10.3.2 H2020 projects

HYPATIA

Participants: Catuscia Palamidessi, Mario Alvim, Sami Zhioua, Ehab ElSalamouni, Héber Arcolezi, Sayan Biswas, Ruta Binkyte-Sadauskiene, Ramon Gonze, Karima Makhlouf.

Web Page:
HYPATIA project on cordis.europa.eu
Title:
Privacy and Utility Allied
Duration:
From October 1, 2019 to September 30, 2024
Partners:
- INSTITUT NATIONAL DE RECHERCHE EN INFORMATIQUE ET AUTOMATIQUE (INRIA), France
Inria contact:
Catuscia Palamidessi
Coordinator:
Catuscia Palamidessi
Summary:
With the ever-increasing use of internet-connected devices, such as computers, smart grids, IoT appliances and GPS-enabled equipments, personal data are collected in larger and larger amounts, and then stored and manipulated for the most diverse purposes.

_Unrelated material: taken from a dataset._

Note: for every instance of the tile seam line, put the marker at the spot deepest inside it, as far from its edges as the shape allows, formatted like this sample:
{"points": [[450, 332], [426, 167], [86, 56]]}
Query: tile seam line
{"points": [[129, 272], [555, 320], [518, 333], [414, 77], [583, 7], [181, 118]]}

Undeniably, the big-data technology provides enormous benefits to industry, individuals and society, ranging from improving business strategies and boosting quality of service to enhancing scientific progress. On the other hand, however, the collection and manipulation of personal data raises alarming privacy issues. Both the experts and the population at large are becoming increasingly aware of the risks, due to the repeated cases of violations and leaks that keep hitting the headlines. The objective of this project is to develop the theoretical foundations, methods and tools to protect the privacy of the individuals while letting their data to be collected and used for statistical purposes. We aim in particular at developing mechanisms that: (1) can be applied and controlled directly by the user, thus avoiding the need of a trusted party, (2) are robust with respect to combination of information from different sources, and (3) provide an optimal trade-off between privacy and utility. We intend to pursue these goals by developing a new framework for privacy based on the addition of controlled noise to individual data, and associated methods to recover the useful statistical information, and to protect the quality of service.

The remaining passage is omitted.